The Max Barney Pub Company had submitted an application to replace the canopies outside the Abbey Road venue, and to add an additional one to the corner.
After speaking to builder on site in August, locals became worried it would be turned into a shisha bar. According to the council's rejection letter, builders have already removed much of its interior, something local residents back up. The council also raised concerns about the developer's possible intentions to convert the pub.
It closed on Christmas Eve last year after being bought by Max Barney from Greene King.
One neighbour in Belgrave Gardens said he welcomed the refusal, but said Max Barney needed to be clear about their intentions for the site.
"I'm very pleased the council has taken all the objections into account. I'm particularly pleased that to change the use of the pub it will require planning permission.
"However the developer could still launch a planning application to do this. We'd like to see reassurance from them that it will stay as a pub in its current form."
He also called for the St John's Wood Society to lead an application to make the pub an asset of community value (ACV). "They are the only ones in the area who have the know-how, expertise and contacts to do it.
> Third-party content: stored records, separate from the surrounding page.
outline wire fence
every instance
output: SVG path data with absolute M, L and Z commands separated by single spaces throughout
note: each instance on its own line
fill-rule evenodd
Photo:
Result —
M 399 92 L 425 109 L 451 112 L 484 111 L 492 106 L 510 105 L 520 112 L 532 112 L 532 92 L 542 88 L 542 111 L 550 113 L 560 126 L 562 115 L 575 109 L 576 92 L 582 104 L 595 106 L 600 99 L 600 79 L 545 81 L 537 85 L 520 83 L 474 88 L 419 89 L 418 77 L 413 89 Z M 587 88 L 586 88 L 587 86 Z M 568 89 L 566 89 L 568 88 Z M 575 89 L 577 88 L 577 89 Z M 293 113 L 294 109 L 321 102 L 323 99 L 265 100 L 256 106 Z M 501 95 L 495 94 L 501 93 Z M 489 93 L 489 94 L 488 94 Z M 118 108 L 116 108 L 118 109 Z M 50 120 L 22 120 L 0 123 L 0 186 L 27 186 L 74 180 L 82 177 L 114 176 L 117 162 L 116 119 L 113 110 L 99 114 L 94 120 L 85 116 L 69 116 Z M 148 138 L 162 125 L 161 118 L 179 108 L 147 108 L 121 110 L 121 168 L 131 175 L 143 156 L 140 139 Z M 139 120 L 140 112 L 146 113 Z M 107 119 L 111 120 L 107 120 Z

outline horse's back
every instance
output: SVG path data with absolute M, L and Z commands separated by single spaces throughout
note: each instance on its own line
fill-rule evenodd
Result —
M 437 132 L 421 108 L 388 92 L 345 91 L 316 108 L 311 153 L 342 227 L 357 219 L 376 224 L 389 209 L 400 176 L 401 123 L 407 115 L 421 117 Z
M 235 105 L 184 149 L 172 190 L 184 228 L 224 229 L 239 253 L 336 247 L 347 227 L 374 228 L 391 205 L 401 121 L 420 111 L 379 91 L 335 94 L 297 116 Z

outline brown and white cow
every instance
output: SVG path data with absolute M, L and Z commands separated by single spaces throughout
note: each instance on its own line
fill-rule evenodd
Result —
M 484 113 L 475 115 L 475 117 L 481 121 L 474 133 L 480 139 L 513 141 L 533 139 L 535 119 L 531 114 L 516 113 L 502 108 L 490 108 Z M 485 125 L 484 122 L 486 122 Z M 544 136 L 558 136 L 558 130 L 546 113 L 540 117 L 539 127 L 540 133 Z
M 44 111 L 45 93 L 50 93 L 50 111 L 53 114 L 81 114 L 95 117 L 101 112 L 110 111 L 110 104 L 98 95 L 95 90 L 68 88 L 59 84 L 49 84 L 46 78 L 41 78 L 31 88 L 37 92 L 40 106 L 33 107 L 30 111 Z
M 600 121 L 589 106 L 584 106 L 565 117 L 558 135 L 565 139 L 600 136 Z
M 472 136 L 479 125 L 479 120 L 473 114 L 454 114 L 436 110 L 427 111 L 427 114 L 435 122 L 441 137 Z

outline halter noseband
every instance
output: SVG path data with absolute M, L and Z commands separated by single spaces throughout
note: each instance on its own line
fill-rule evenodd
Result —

The lack of community makes it very difficult otherwise."
The St John's Wood Society and 14 neighbours objected to the application and said it would have a negative impact on the building, on the street scape and the conservation area.
The objection, submitted by the society's secretary Christine Cowdray said: "Year round use of covered and heated outside seating space until late at night has a significant negative impact on the amenity of neighbours."
In rejecting the application, Westminster City Council said multiple concerns had been raised about the conversion of the pub into a shisha bar, It also noted the landlord owned other shisha bars, and the bars generally lead to increased pollution, noise, traffic and safety.
It also confirmed that turning the pub into a restaurant or cafe would need a change of use to be passed by the council.